Otávio Rêgo Barros disse aos jornalistas que a ajuda humanitária contempla medicamentos e alimentos, e que estes serão transportados por motoristas brasileiros até Boa Vista e Pacaraima, capital e município do estado brasileiro de Roraima, respetivamente.

No entanto, o porta-voz do Governo frisou que o "limite de ação" do Brasil em relação à Venezuela é a faixa de fronteira.

"Da parte do Governo brasileiro, diante da nossa soberania, o limite de ação é a faixa de fronteira. Os factos, os eventos, as ações desencadeadas além da nossa linha de fronteira são, naturalmente, de responsabilidade do Governo venezuelano", afirmou o porta-voz, acrescentando que a ajuda será transportada para a Venezuela através de camiões enviados por Juan Guaidó, autoproclamado Presidente interino da Venezuela.

Segundo Rêgo Barros, os produtos alimentares não são perecíveis e o prazo de validade dos medicamentos é longo, o que permite o seu armazenamento por um longo período, caso não haja possibilidade imediata de entrega.

Questionado sobre a possibilidade de um eventual conflito na região da fronteira, o porta-voz respondeu que o Governo brasileiro "não identifica, neste momento, possibilidade de fricção na região porque o foco é a ajuda humanitária".

A decisão de prosseguir com a operação foi tomada hoje numa reunião que juntou o Presidente, Jair Bolsonaro, e os ministros Augusto Heleno, do Gabinete de Segurança Institucional, Onyx Lorenzoni, da pasta da Casa Civil, e Santos Cruz, responsável pela Secretaria de Governo.

Nicolás Maduro ordenou hoje o encerramento dos postos fronteiriços da Venezuela com o Brasil e disse que está a avaliar fazer o mesmo na fronteira com a Colômbia.

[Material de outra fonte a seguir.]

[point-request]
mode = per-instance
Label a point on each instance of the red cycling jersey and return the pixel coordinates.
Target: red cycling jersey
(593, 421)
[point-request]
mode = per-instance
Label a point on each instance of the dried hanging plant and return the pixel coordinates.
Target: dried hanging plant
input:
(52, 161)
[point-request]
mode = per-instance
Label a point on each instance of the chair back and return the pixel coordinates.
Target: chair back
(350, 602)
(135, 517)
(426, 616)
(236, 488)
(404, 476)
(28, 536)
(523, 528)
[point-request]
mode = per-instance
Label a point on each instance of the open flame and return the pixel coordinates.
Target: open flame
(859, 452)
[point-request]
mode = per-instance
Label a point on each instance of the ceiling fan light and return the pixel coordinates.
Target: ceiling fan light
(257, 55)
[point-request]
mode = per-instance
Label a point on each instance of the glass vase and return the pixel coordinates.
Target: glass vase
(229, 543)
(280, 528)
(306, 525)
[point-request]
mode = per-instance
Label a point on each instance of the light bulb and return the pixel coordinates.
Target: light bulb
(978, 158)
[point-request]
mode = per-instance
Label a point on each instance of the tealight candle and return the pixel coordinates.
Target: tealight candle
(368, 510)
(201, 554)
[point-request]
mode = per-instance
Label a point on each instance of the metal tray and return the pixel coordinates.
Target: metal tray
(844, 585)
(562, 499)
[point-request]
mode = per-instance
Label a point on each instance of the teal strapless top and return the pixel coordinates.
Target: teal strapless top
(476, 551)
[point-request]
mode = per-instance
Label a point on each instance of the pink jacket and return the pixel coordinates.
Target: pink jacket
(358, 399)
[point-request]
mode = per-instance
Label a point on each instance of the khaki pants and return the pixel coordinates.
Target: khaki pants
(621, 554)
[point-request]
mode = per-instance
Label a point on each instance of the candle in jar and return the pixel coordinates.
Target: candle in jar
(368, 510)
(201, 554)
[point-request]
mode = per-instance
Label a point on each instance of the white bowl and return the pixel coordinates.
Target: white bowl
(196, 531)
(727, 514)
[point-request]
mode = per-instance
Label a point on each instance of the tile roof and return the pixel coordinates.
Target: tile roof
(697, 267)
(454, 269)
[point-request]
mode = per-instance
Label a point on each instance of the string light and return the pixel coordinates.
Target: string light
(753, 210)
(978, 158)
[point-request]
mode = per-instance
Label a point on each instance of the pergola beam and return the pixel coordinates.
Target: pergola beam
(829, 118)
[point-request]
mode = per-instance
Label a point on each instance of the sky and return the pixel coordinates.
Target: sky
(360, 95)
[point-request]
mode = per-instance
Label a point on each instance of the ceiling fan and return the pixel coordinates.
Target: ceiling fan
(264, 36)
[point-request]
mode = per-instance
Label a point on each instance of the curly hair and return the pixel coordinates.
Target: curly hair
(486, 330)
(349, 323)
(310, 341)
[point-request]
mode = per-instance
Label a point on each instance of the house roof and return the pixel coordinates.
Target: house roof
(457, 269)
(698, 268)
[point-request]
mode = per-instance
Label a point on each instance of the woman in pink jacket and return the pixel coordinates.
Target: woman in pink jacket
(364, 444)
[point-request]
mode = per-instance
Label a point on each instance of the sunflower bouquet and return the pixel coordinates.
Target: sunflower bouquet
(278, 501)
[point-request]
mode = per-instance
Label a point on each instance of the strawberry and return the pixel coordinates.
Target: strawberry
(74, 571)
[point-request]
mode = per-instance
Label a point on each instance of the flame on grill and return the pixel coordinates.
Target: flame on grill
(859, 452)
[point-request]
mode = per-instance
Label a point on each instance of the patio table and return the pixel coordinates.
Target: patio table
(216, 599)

"Decidi (que) no sul da Venezuela (...) a partir das 20:00 de hoje (00:00 de sexta-feira em Lisboa) (...) fica encerrada total e absolutamente, até nova ordem, a fronteira terrestre com o Brasil", anunciou Maduro numa reunião com militares no forte Tiuna de Caracas, o maior quartel do país.

Numa mensagem na rede social Twitter, o chefe de Estado justificou a decisão como "ações para proteger a paz nacional".

A crise política na Venezuela agravou-se em 23 de janeiro, quando o líder da Assembleia Nacional, Juan Guaidó, se autoproclamou Presidente interino e declarou que assumia os poderes executivos de Nicolás Maduro.

Guaidó, 35 anos, contou de imediato com o apoio dos Estados Unidos e prometeu formar um governo de transição e organizar eleições livres.

Nicolás Maduro, 56 anos, no poder desde 2013, recusou o desafio de Guaidó e denunciou a iniciativa do presidente do parlamento como uma tentativa de golpe de Estado liderada pelos Estados Unidos.

A maioria dos países da União Europeia, entre os quais Portugal, reconheceram Guaidó como Presidente interino encarregado de organizar eleições livres e transparentes.

Esta crise política soma-se a uma grave crise económica e social que levou mais de 2,3 milhões de pessoas a fugirem do país desde 2015, segundo dados da ONU.

Na Venezuela residem cerca de 300.000 portugueses ou lusodescendentes.